Damien glanced at Caro, then at him. “Indeed.” The single, ominous word rumbled like far-off thunder from the depths of his chest. He studied the woman, as though trying to penetrate her nervous, sugary smile, for he had not been born with Lucien’s gift of seeing past pretense in a glance.
“Let go of me, Lucien. People are staring,” Caro murmured uneasily, brushing her shoulder against his chest as she tried to squirm free.
“What’s wrong,
mon ange
? You only want my touch in secret?” he asked, his tone silky-smooth, though his grip on her body tightened ruthlessly.
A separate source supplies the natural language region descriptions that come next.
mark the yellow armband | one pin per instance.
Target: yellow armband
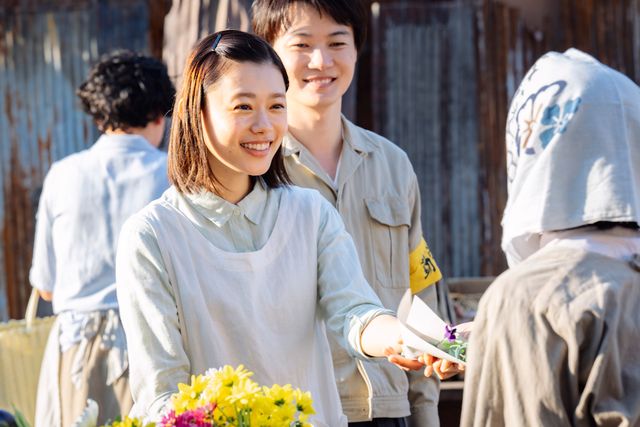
(423, 270)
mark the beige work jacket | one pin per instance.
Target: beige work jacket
(378, 198)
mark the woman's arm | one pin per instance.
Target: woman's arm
(157, 359)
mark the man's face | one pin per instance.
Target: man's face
(319, 55)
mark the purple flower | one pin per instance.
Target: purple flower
(450, 333)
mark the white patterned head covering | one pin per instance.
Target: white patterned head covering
(573, 150)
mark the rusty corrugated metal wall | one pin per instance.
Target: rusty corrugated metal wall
(435, 76)
(46, 48)
(442, 75)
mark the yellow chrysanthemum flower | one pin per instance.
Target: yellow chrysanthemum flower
(241, 402)
(188, 396)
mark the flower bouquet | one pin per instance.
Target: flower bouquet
(454, 343)
(228, 397)
(224, 397)
(424, 332)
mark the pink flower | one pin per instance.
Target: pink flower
(200, 417)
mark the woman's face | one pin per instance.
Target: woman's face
(319, 55)
(245, 119)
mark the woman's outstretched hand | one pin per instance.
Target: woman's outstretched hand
(442, 368)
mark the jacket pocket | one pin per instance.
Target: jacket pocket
(389, 243)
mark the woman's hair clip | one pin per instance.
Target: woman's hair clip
(215, 43)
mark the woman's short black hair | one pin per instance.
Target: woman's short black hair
(126, 90)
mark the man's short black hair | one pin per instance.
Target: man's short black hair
(271, 17)
(126, 90)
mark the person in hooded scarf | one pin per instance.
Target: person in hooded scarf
(556, 340)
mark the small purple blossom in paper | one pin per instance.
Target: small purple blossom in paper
(450, 333)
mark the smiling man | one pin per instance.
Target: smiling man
(367, 178)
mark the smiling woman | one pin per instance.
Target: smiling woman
(220, 87)
(233, 266)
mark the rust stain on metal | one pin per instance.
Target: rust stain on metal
(18, 226)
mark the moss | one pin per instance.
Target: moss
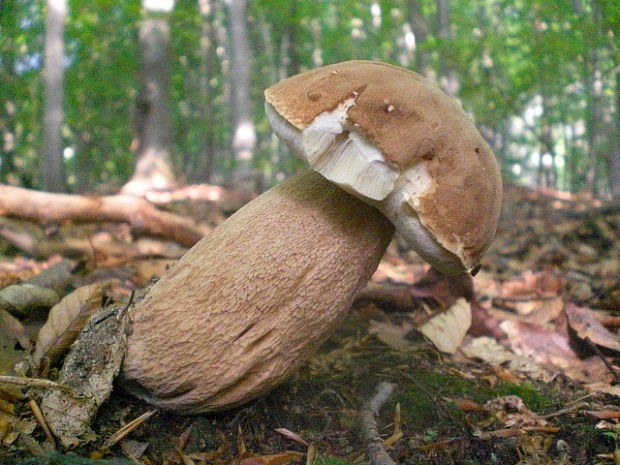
(330, 461)
(528, 392)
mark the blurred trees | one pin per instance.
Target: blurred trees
(540, 78)
(152, 136)
(52, 163)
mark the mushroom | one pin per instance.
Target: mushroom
(253, 299)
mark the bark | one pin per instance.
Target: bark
(614, 162)
(594, 92)
(7, 109)
(244, 133)
(206, 159)
(138, 213)
(153, 169)
(448, 79)
(420, 31)
(52, 166)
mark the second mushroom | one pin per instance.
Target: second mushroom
(253, 299)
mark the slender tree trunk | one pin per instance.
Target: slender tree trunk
(206, 158)
(52, 168)
(614, 162)
(244, 133)
(8, 24)
(420, 32)
(448, 79)
(152, 120)
(594, 92)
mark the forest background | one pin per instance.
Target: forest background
(89, 88)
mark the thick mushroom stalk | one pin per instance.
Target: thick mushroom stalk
(253, 299)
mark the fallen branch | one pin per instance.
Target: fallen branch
(34, 383)
(140, 214)
(375, 449)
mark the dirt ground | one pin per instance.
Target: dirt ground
(446, 409)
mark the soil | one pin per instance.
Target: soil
(322, 403)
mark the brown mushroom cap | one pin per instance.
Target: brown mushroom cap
(438, 169)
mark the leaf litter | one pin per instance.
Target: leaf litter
(519, 363)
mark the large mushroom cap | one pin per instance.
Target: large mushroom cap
(391, 137)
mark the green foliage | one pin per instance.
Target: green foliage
(531, 396)
(521, 66)
(330, 461)
(72, 459)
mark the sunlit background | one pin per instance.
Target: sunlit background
(540, 78)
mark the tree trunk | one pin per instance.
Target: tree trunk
(420, 32)
(614, 162)
(206, 144)
(244, 133)
(140, 214)
(52, 166)
(594, 93)
(152, 120)
(448, 78)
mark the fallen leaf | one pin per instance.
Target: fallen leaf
(488, 350)
(21, 299)
(65, 321)
(551, 347)
(445, 289)
(586, 325)
(14, 328)
(273, 459)
(447, 329)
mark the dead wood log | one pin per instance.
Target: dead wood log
(141, 215)
(226, 199)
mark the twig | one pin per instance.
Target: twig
(564, 411)
(34, 383)
(41, 419)
(125, 430)
(375, 450)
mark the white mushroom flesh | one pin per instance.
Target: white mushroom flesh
(335, 148)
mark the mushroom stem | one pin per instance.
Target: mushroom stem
(253, 299)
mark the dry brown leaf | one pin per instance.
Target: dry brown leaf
(444, 289)
(551, 347)
(586, 325)
(14, 329)
(603, 388)
(447, 329)
(21, 299)
(488, 350)
(65, 321)
(273, 459)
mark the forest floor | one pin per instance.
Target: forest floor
(534, 380)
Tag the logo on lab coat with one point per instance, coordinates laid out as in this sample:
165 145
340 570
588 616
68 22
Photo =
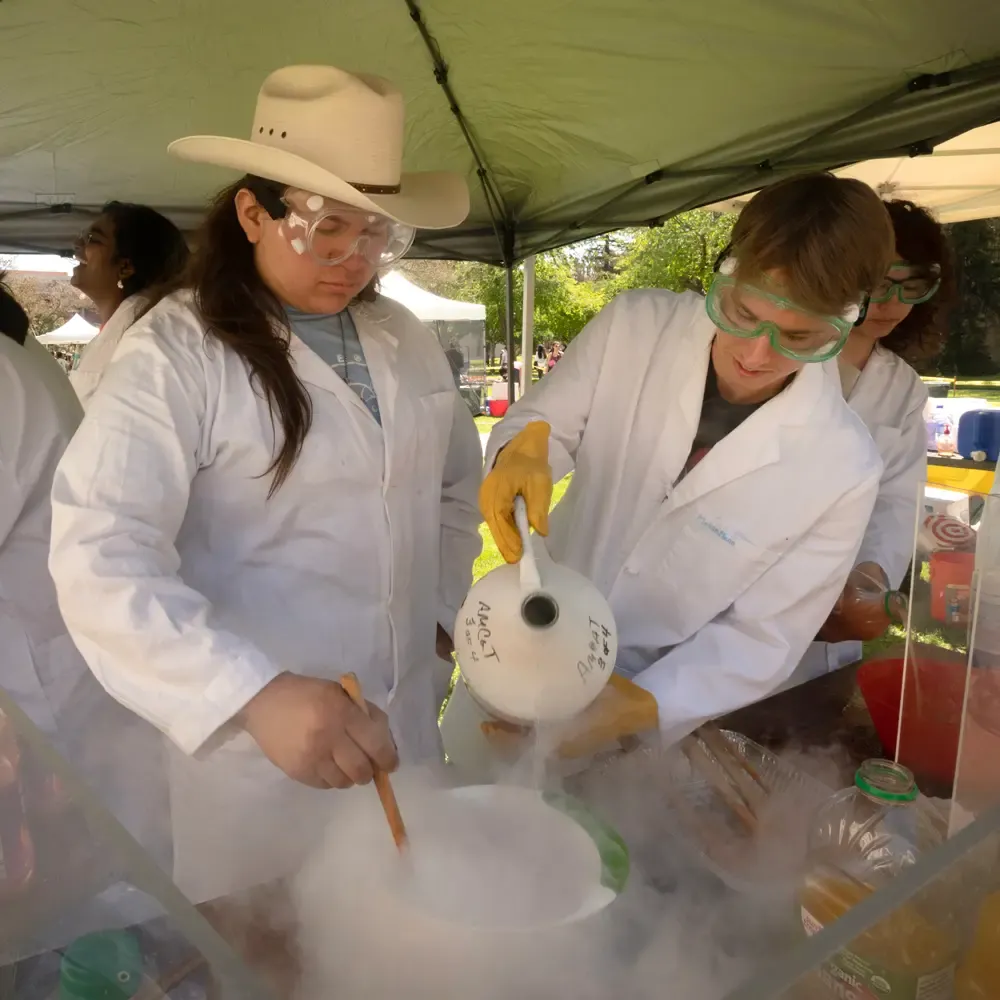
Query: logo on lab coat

She froze and stared at him in shock, her brown eyes looking even darker as her face turned white.
“Time to confess, love. You’ve been trying to manipulate me and my brother, but it’s not going to work. Tell Damien where you were last night.”
“I don’t know what you are talking about,” she forced out.
With a look that could have turned her to a pillar of ice, Damien cursed under his breath and turned away. Lucien laughed softly and allowed Caro to shove free of his embrace.
“Damien, don’t listen to him—you know he is a liar!”
“You would bat your lashes at me after you’ve lain with my brother?” he whispered fiercely shoving off her clutching hands.